Sanatçı Alican Leblebici Muhammed Ali’nin tarihsel olarak verdiği bu ilhamla güç, mücadele, adalet, eşitlik, strateji ve direniş gibi kavramların görünür olduğu bir arenaya odaklanıyor. Muhammed Ali’yi yalnızca bir boksör, bir sporcu olarak görmek yerine adalet arayışı içinde sosyopolitik bir figür olarak ringe çıkarıyor ve onu haksızlığa karşı bir direniş sembolü olarak resmediyor. Muhammed Ali’nin çocukluğundan ilk gençliğine, kariyerinin zirvesinden siyasi protestolarına kadar aşinası olduğumuz görsellerini kendi kompozisyonunda işliyor. Ringi egemenlik, otorite ve kontrolün sembolü olarak okuyan sanatçı böylelikle toplumdaki güç dengelerini, mücadele eden taraflar arasındaki sosyal, politik veya ideolojik farklılıkları masaya yatırıyor.
Sergide Alican Leblebici, Muhammed Ali’nin sivil haklar hareketine yaptığı katkıları gerçekçi resimler, neon semboller ve pop-art esintileriyle gözler önüne sermesinin yanı sıra yapay zekâ araçlarını da kullanarak ürettiği bir videoyla da “Muhammed Ali günümüzde yaşıyor olsaydı dünyaya nasıl bir mesaj verirdi?” sorusunu izleyicilerle buluşturuyor. 1-30 Eylül tarihleri arasında Merdiven Art Space’de görülebilecek “Ringin Ortasında” başlıklı sergisini, karşılık geldiği semboller çerçevesinde sanatçıyla konuştuk.
Boks sporunu kendi açınızdan nasıl yorumluyorsunuz? Boksun sizdeki ifadesi ve karşılığı tam olarak ne?

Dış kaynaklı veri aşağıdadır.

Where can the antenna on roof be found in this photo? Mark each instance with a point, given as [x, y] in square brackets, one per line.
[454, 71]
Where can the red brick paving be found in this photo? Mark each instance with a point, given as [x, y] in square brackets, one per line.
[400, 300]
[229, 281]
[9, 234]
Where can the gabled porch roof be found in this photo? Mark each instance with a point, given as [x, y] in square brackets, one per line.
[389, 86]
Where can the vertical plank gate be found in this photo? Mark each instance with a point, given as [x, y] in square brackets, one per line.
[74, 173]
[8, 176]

Boks sporu benim için çok şiddet dolu bir şey aslında. Bir insan karşısındaki bir başka insana nasıl böyle eziyet edebilir? Ben çok kısa da olsa kick boks ve boks kursuna gittim, dayak yiyip geri döndüm. Fakat benim ilgilendiğim şey boksun kendisi değil. Muhammed Ali’nin bir boksör olarak bende bir karşılığı yok. Muhammed Ali’nin şiddetin içerisinde gösterdiği adalet yolculuğu o şiddeti dengeliyor bence. Beni daha çok tavlayan şey o oldu.

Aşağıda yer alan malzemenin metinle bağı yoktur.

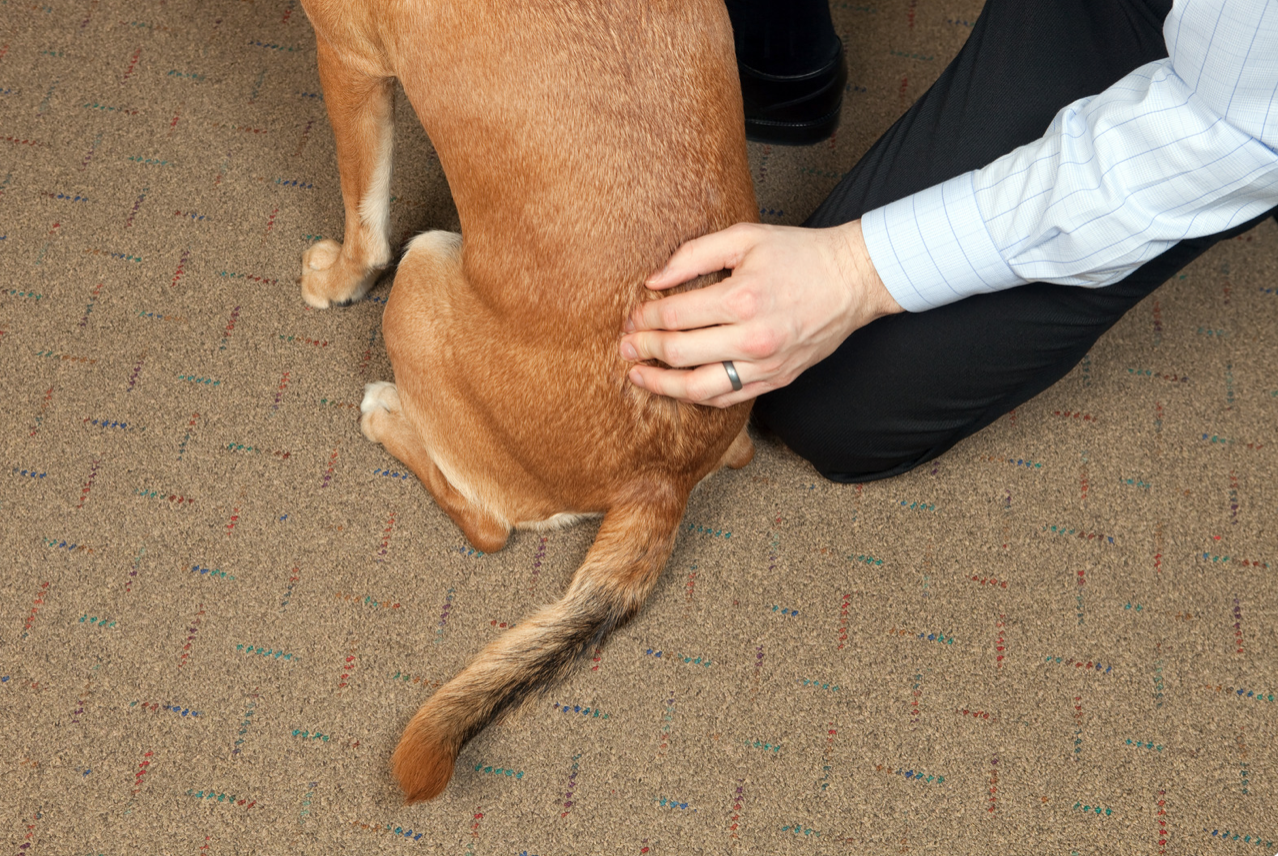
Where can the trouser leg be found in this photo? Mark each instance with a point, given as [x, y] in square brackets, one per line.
[905, 389]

Sizi harekete geçiren şey boks değil, Muhammed Ali figürünün kendisi öyle mi?
Muhammed Ali’nin sosyo-politik etkisi diyebiliriz.
Boksu sosyal ve politik simgelerin yansıtılabileceği bir alan olarak okuyor musunuz peki?
Ben boksu değil, ringi sosyal ve politik bir alan olarak görüyorum. Serginin adını da o yüzden “Ringin Ortasında” koydum. Ring bir ‘çember’ bir ‘halka’ çünkü. Bilinen ilk resmi görüşler bunun İngiltere’de doğduğu yönünde. O zaman köylülerde bir sistem olmadığı için hemen toprağın üzerinde bir yuvarlak çiziyorlar ve ipler geriyorlar yavaş yavaş. Sonra onun en pratik sisteminin kare yapmak olduğuna karar veriyorlar. Oradan adı ring kalıyor, o geleneğe bağlı kalmak adına. Spartaküs de aslında bir ringdeydi baktığınız zaman.
Bir sunum, bir gösteri alanı olarak görmek lazım belki de.
Evet, yani baktığınız zaman mitingler de bir ring alanı. İşte daha yeni seçimlerden çıktık, bütün partiler kendi gücünü gösterme adına bir ringe çıktılar. Ben şunu fark etmeye başladım: Ring aslında bir temsil. Neyle uğraşıyorsan onun temsili aslında. Senin hayattaki problemin, sorunların neyse ring o. Yani sen kendi ringinde mücadele ediyorsun.
Bu ringin içerisinde boks gibi şiddet içeren bir sporu seçmiş olmanızın özel bir nedeni var mı? Çünkü bir yerden baktığınız zaman diğer disiplinlere ve spor dallarına kıyasla görsel olarak estetize edilmesi daha zor bir alan gibi geliyor?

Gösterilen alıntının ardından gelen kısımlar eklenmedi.